The Ford garage at 519 W. Broadway (now Duane Sparks Chevrolet) was built in 1915-1916 “The phenomenal growth of Lewistown was matched by the growth of the automobile… E.R. Roehl, manager of the new Ford garage, began business in Lewistown in the fall of 1912, selling his first Fords from the railroad car in which they were shipped; and his business grew from the start. Eleven Fords were sold in 1912, 72 in 1913, 167 in 1914, 265 in 1915 and 576 by the Lewistown agents in 1916, an indication of the growth and prosperity of the community.” (Montana Historical and Architectural Inventory).
The original owner of the building was the Northwestern Building Company which was incorporated in 1915 by George M. Stone, David Hilger, Wilford J. Johnson, Bernard Stack and William H. Fergus.
“The contract for the excavation of the new garage which will be erected back of the Bright Hotel facing Broadway Street has been awarded to Stanton and Smith and the work will begin immediately. E. R. Roehl, agent for the Ford and the Overland cars in Lewistown, will occupy the new garage and expects to have the structure ready for occupancy by December 1. A very deep basement will be put in, and the building will consist of two floors. The structure will be 50 by 90 feet in size and modern in every detail.” (“Fergus County Democrat,” September 16, 1915).
“Bids for the new Ford garage were submitted Friday afternoon at the office of Wasmansdorff and Eastman and the contract let to the Thompson Construction company of Lehigh, Montana, its bid of $7775 being the lowest. The work will be commenced immediately and will be completed in 42 working days, about 7 weeks. Excavation for the building has already been completed.” (“Fergus County Democrat,” October 14, 1915).
“The formal opening of the new Ford garage on Broadway, between 5th and 6th Avenues, is to be celebrated by E. R. Roehl, Ford agent for Fergus and Meagher counties, with much éclat next Friday evening, January 7th. There will be a housewarming and dance with enjoyment assured for all who attend and who all will be welcome. The old-time dances, including the quadrilles, will be given the preference on the program with some of the new dances interpreted for the benefit of the younger element. The big hall 50 by 90 feet on the first floor and opening on the street will make a splendid dancing hall. The whole building will be steam heated and luncheon will be served during the evening.” (“Fergus County Democrat,” January 6, 1916).

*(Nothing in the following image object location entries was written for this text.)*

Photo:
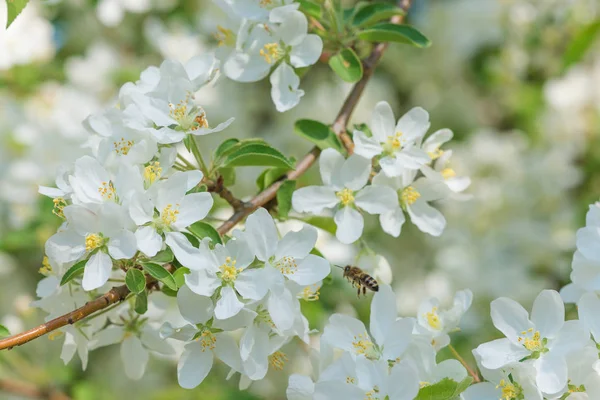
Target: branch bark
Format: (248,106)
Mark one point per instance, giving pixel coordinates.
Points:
(242,210)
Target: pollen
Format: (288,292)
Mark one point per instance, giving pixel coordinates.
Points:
(531,340)
(229,272)
(448,173)
(93,241)
(107,190)
(287,265)
(59,206)
(409,195)
(224,37)
(123,146)
(152,172)
(433,319)
(346,196)
(169,214)
(278,360)
(207,340)
(509,391)
(271,52)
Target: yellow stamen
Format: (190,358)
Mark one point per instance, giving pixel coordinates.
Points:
(93,241)
(169,214)
(278,360)
(409,195)
(346,196)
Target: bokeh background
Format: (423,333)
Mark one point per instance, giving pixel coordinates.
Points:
(517,81)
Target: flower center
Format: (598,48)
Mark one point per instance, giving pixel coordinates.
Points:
(278,360)
(107,191)
(271,52)
(207,340)
(224,37)
(448,173)
(228,270)
(509,391)
(169,214)
(59,206)
(93,241)
(531,340)
(152,172)
(346,196)
(433,319)
(409,195)
(287,265)
(123,146)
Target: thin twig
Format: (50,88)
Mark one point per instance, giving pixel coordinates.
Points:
(339,127)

“There was some blow out at the opening of the Ford garage Friday night, and it is safe to state that all the town was there. Had Henry Ford been accorded the privilege of seeing the mammoth ovation given the new home of his masterpiece, he would have been a bit appeased for his brief and bootless journey across the sea. The invitation extended by Mr. E. R. Roehl was so cordial and promising of an all-around good time that the crowd began together long before the orchestra tuned up, and by 10:00 o’clock every available inch of floor space was occupied. Mr. and Mrs. Roehl welcomed their guests at the door and the ladies were directed to a gallery above where they might leave their wraps.”
“The building was hung with bunting and American flags. The grand march signaled at 9:30, was headed by Mrs. Roehl and D. J. Hilger, and after that the program of dancing was carried out, with coffee and sandwiches as a crowning event. The program of dances opened with Ford’s Peace Overture and progressed with something like this: Sparkplug waltz, Carburetor quadrille; Shock absorber two-step; Gasoline waltz; Radiator two-step; Tin Lizzy Turkey trot;…(“Fergus County Democrat,” January 13, 1916).
“The Northwestern Building Company has let a contract to Stanton and Smith for a 50X100 feet extension of the Ford garage on Broadway, and excavation is now under way. Manager Roehl’s Ford business has grown so remarkably since the original garage was contracted that the extension comes as a demand of necessity. The extension designed by Wasmansdorff and Eastman with plate glass front on the street level, and entrance to both stories on Broadway. The main floor will be on an exact level with the floor of the present building, so planned as to conform to the grade of the street. The present building has 9000 square feet of storage space and the extension will add 18,000 more, making a total of 27,000 square feet for use. The entire building, when completed, will be substantial and spacious and will add much to the general appearance of the street.” (“Democrat News,” August 8, 1916).